So I wanted to write a function that would average the numbers in a
sequence: either a list or an array. My first attempt was quite lame, but
functional:
(defun average (sequence &key (key #'identity))
;;; WARNING: Sloppy code. Could compute len and sum at same time
(let ((len (length sequence))
(sum (reduce #'+ sequence :key key)))
(/ sum len)))
This is obviously slower than need be for a number of reasons.

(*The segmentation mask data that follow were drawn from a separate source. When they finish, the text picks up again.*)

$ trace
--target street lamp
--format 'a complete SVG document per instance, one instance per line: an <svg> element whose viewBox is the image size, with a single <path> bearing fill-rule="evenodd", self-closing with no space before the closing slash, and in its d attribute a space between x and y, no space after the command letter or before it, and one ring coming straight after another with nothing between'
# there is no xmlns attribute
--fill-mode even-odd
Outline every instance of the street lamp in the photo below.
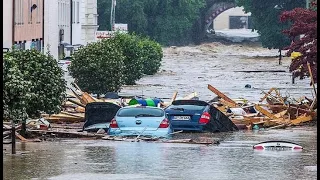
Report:
<svg viewBox="0 0 320 180"><path fill-rule="evenodd" d="M115 17L116 16L116 0L111 0L111 12L110 12L110 26L111 31L114 30Z"/></svg>
<svg viewBox="0 0 320 180"><path fill-rule="evenodd" d="M274 9L277 9L277 10L282 10L283 9L283 3L282 4L277 4L274 6ZM281 29L283 30L283 24L281 24ZM281 55L281 48L279 48L279 65L281 65L281 60L282 60L282 55Z"/></svg>

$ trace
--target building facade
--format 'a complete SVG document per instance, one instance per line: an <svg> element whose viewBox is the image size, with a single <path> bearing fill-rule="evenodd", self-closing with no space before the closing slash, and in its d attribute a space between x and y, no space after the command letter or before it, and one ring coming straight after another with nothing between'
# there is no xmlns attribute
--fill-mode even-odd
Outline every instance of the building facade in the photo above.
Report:
<svg viewBox="0 0 320 180"><path fill-rule="evenodd" d="M43 44L43 0L13 1L13 44L16 48L41 51Z"/></svg>
<svg viewBox="0 0 320 180"><path fill-rule="evenodd" d="M82 42L84 45L91 42L96 42L96 31L98 30L98 10L97 0L81 0L83 2L83 8L81 13L82 17Z"/></svg>
<svg viewBox="0 0 320 180"><path fill-rule="evenodd" d="M84 14L81 13L84 4L82 0L72 0L72 34L71 34L71 44L72 45L83 45L81 38L81 26L82 20L84 19Z"/></svg>
<svg viewBox="0 0 320 180"><path fill-rule="evenodd" d="M13 44L13 0L3 3L3 48L11 48Z"/></svg>
<svg viewBox="0 0 320 180"><path fill-rule="evenodd" d="M214 30L251 29L251 26L251 13L245 13L243 7L228 9L213 20Z"/></svg>
<svg viewBox="0 0 320 180"><path fill-rule="evenodd" d="M44 1L44 52L58 59L59 26L58 1Z"/></svg>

The most
obvious is that for lists, it traverses things twice, once to find the
length and then again to create the sum.
I then decided to specialize things a bit and arrived at:
(defun fast-average (sequence &key (key #'identity))
(etypecase sequence
(list (loop for x in sequence
count x into length
sum (funcall key x) into sum
finally (return (/ sum length))))
(vector (loop for x across sequence
sum (funcall key x) into sum
finally (return (/ sum (length sequence)))))))
Now, this works well: the runtime on a long list is about half that of the
first version, which is what you would expect if you only traverse the list
once, not twice.
The main problem is that it seems so bifurcated. By that I mean that the
first version seems to really operate on sequences while the second is
obviously two routines, each specialized on a data type.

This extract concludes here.